Вот какую речь держал пасторский сын; длинновата она была, да зато он успел в это время вырезать дудку.

В баронском доме собралось большое общество, наехали гости из окрестностей и из столицы; было тут и много дам — одетых со вкусом и без вкуса. Большая зала была полна народа. Священники из окрестных приходов сбились в кучу в один угол. Можно было подумать, что люди собрались сюда на похороны, а на самом-то деле — на праздник, только гости ещё не разошлись как следует.

Предполагалось устроить большой концерт, и маленький барончик тоже вышел со своею дудкой, но ни он, ни даже сам рара не сумели извлечь из неё звука, — значит, она никуда не годилась!

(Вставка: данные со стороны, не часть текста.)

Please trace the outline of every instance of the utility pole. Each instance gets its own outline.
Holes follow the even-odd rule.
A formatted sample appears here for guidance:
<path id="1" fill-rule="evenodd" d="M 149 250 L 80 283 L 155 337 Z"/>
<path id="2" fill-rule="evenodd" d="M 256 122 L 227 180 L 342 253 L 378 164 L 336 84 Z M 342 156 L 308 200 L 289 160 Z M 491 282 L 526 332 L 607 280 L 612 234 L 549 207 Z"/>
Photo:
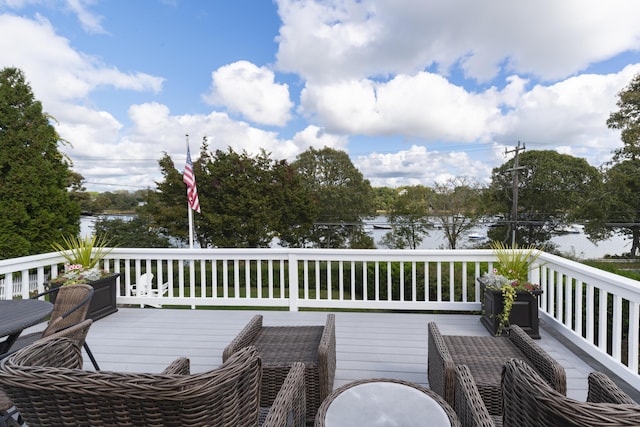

Начались музыка и пение того рода, что больше всего нравятся самим исполнителям. Вообще же всё было очень мило.

— А вы, говорят, виртуоз! — сказал один кавалер, папенькин и маменькин сынок. — Вы играете на дудке и даже сами вырезали её. Вот это истинный гений! Помилуйте! Я вполне следую за веком; так ведь и должно! Не правда ли, вы доставите нам высокое наслаждение своею игрой?

И он протянул пасторскому сыну дудку, вырезанную из ветви старой ивы, и громко провозгласил, что домашний учитель сыграет соло на дудке.

Разумеется, над учителем только хотели посмеяться, и молодой человек отнекивался, как мог, хотя и умел играть. Но все ужасно пристали к нему, и вот он взял дудку и поднес её ко рту.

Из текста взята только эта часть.